The Ordinance, to some extent, indents a fundamental principle that the law applies equally to everyone. It also erodes judicial functions as even the courts cannot proceed suo motu. .

Rajasthan’s Criminal Laws (Rajasthan) Amendment Ordinance, 2017 is an executive order that essentially states that any criminal investigation against a public officer cannot be initiated without the state government’s permission. It also makes it a criminal offence to report or to name any such officer by the media. 

The rationale behind this law is said to be to protect the reputation of officers, and to ensure no frivolous cases are filed against them. The ordinance is however deeply and extensively problematic. 

Public officers — both legislative and executive — play a central role in governance. It is paramount that their independence and duty to function without fear or favour is protected. The Code of Criminal Procedure of 1973, which is the key statute governing procedure in criminal cases, keeping this in mind has incorporated Section 197. A magistrate can only take cognisance against a public officer after sanction from the state or central government has been granted if the crime being tried is one that was committed during the course of discharging his or her duties. Similar provisions also extend to army officers and judges. This Section thus limits judicial power to ensure that frivolous cases against public servants do not prevent them from performing their duties. 

Some more equal than others

Coupled with independence, it is also essential to place accountability on our public officers. To ensure any kind of faith in the system, keeping reasonable checks and balances is a must. It is in this part that the Ordinance falters. 

First, the fundamental principle of rule of law is that the law applies equally to everyone. This Ordinance, to some extent, erodes and indents this. It leaves for the possibility of misuse by the state machinery and misuse of it. 

2 Second, it can potentially limit access to justice. By adding another requirement before proceeding against public officers, it creates another hurdle and barrier for judicial function to take its course. It also erodes the judicial function as even the courts cannot proceed suo motto. 

3 Third, and perhaps most importantly, it limits the freedom of speech. The order makes it a criminal offence, attracting imprisonment of up to two years, in case the identity of public officers in question is revealed. The Supreme Court has on various occasions held that the press enjoys the fundamental right of freedom of speech. This ordinance, to protect the reputation of public officers will trample on that right. What is most worrisome is that the public won’t ever even know of the public officers in question. Thus, the impact of this ordinance will be to limit knowledge of the doings of the public officers. 

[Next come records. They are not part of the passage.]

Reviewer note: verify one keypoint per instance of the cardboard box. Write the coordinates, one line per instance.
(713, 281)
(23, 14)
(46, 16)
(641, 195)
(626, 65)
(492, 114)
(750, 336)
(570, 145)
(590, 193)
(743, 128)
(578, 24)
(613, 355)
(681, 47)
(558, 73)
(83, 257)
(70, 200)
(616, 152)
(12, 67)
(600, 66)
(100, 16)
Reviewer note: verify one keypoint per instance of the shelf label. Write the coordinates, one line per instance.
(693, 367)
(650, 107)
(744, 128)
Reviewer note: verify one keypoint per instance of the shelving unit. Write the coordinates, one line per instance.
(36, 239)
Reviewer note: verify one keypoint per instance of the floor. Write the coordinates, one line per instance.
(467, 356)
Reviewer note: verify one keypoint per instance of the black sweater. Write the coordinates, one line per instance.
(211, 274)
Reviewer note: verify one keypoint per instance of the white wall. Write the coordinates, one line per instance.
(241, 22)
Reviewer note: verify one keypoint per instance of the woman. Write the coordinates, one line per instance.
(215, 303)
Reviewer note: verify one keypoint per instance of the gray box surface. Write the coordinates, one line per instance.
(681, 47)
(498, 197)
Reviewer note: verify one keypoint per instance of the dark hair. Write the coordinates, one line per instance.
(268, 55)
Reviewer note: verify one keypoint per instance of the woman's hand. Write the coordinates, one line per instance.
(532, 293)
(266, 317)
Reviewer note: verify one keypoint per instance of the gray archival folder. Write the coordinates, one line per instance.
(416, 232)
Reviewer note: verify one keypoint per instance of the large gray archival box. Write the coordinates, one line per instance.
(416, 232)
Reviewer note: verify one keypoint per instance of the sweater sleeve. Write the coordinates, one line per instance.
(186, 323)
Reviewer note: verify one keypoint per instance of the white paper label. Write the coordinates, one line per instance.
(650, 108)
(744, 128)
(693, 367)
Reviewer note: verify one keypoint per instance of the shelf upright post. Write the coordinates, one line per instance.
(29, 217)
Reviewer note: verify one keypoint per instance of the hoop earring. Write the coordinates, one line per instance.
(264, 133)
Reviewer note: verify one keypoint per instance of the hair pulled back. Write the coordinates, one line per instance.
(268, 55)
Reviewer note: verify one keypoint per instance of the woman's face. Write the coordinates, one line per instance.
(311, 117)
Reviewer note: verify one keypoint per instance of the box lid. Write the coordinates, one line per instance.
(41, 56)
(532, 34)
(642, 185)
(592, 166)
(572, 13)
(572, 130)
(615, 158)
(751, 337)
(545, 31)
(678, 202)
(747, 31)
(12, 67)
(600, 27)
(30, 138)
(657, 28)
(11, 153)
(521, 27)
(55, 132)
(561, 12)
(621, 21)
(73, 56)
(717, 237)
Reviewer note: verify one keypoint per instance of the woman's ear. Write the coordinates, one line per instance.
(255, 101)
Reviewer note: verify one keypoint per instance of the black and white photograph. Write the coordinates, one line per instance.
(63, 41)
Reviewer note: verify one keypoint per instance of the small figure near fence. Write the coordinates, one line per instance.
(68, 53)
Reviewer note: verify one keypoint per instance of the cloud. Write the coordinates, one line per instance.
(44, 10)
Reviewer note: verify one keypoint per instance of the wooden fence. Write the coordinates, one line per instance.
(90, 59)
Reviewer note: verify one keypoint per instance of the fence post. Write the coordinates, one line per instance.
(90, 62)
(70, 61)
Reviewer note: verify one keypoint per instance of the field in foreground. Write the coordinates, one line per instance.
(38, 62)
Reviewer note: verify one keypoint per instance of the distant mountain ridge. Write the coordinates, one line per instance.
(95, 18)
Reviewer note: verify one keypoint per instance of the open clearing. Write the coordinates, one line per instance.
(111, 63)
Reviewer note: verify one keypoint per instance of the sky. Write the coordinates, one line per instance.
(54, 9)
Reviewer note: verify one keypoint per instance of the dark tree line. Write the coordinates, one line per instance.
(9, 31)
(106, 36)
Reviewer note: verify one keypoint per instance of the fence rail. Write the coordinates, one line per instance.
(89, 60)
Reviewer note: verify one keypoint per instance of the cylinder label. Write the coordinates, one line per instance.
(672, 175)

Freedom of press curtailed

In our democratic government, it is for the legislative to legislate and frame rules, for the executive to execute these rules and if need be, for the judiciary to adjudicate. Principles of fairness, reasonableness and justice surround them. This ordinance seems to breach them all. The media, sometimes referred to as the ‘fourth’ branch, is also stripped of its function of dispensing information. 

It is of course unequivocally important to safeguard the interests and reputation of the public officers, but this also needs to be balanced with the rights of the public. In a very famous English case, the judges remarked ‘Not only must justice be done; it must also be seen to be done.’ This ordinance first creates a hurdle in the act of doing justice by adding the requirement of another layer of permissions. It then creates another hurdle in the act of ‘seeing’ justice by prohibiting dispensing of knowledge by the press.